Understanding the G-7 before the Italian summit

President Trump continues his first international trip with other G-7 leaders.

President Donald Trump is in Taormina, Italy, where he will attend his first Group of Seven summit.

The meeting comes a day after the U.S. president faced other world leaders at the NATO headquarters in Brussels, where he called out NATO leaders for "chronic underpayments" to the security alliance. Whether points of contention loom for Trump at the G-7 summit is unclear, but among possible areas of discussion will be whether the U.S. will withdraw the from the Paris climate accord signed between by nearly 200 nations during the Obama administration. Trump has publicly blasted the agreement in the past.

But coordinating and discussing international politics and economics is why the group of advanced industrialized countries exists. The group consists of Canada, France, Germany, Italy, Japan, the United Kingdom and the U.S., and it has been meeting regularly since its founding in 1975. While not a country, the European Union is also represented at G-7 meetings.

The consultative diplomatic grouping was founded by six of the countries to discuss international economic policies following a period of global economic stagnation caused by the 1970s oil crisis. Canada was added the following year, and in the 1980s the group expanded its purview to discuss foreign and security policy issues.

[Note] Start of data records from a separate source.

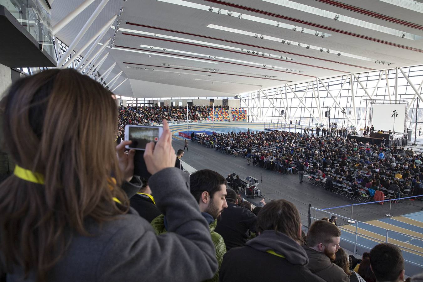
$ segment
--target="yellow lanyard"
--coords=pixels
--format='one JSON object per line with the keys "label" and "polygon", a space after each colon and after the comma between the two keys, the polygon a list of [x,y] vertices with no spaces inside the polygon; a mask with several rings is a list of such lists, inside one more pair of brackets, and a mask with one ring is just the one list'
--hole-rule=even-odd
{"label": "yellow lanyard", "polygon": [[274,251],[273,250],[267,250],[267,251],[266,251],[266,253],[269,253],[269,254],[273,255],[275,255],[277,257],[282,257],[282,258],[285,258],[285,257],[283,256],[282,255],[279,255],[279,254],[277,254],[275,252],[275,251]]}
{"label": "yellow lanyard", "polygon": [[26,181],[36,183],[44,184],[44,176],[38,172],[33,172],[29,170],[27,170],[19,167],[17,164],[15,166],[15,170],[13,174],[17,177]]}
{"label": "yellow lanyard", "polygon": [[[44,184],[44,176],[42,174],[38,172],[33,172],[29,170],[25,169],[17,164],[15,165],[15,170],[13,172],[13,174],[16,177],[23,180],[37,184]],[[116,180],[114,178],[111,178],[110,181],[113,183],[116,184]],[[110,186],[110,187],[113,189],[113,186]],[[151,197],[152,198],[152,196],[151,196]],[[112,199],[115,202],[122,204],[122,202],[116,197],[113,197]],[[153,200],[154,201],[154,200]]]}
{"label": "yellow lanyard", "polygon": [[153,203],[154,203],[154,205],[156,204],[156,202],[154,201],[154,198],[153,198],[153,196],[150,195],[150,194],[146,194],[145,193],[137,193],[137,194],[140,194],[140,195],[145,195],[146,196],[148,196],[148,197],[151,199],[151,200],[153,201]]}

For nearly two decades beginning in the mid-1990s, the addition of Russia made the G-7 the G-8. But after Russia annexed Crimea in 2014, the other member countries disallowed Russia from attending the summit "as a result of Russia's violation of the sovereignty and territorial integrity of Ukraine," according to the G-7 organizers from the following year.

The G-7 meetings are hosted by one of the member countries in different cities every year. This year's summit will span Friday and Saturday, with scheduled sessions covering foreign policy about cybersecurity, terrorism, trade, climate and migration.

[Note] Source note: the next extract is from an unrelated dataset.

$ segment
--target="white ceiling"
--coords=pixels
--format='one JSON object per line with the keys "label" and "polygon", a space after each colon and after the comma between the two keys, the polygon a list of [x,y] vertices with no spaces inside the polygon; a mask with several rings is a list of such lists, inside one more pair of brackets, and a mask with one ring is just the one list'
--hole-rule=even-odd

There will also be a closed meeting on Saturday with no agenda for the seven leaders to discuss.

National Economic Council Director Gary Cohn, who is expected to attend some portions of the summit with Trump, told reporters Thursday that in addition to other topics, there will be a "fairly robust discussion" about climate but that the president will "ultimately make a decision on Paris and climate when he gets back" to the U.S.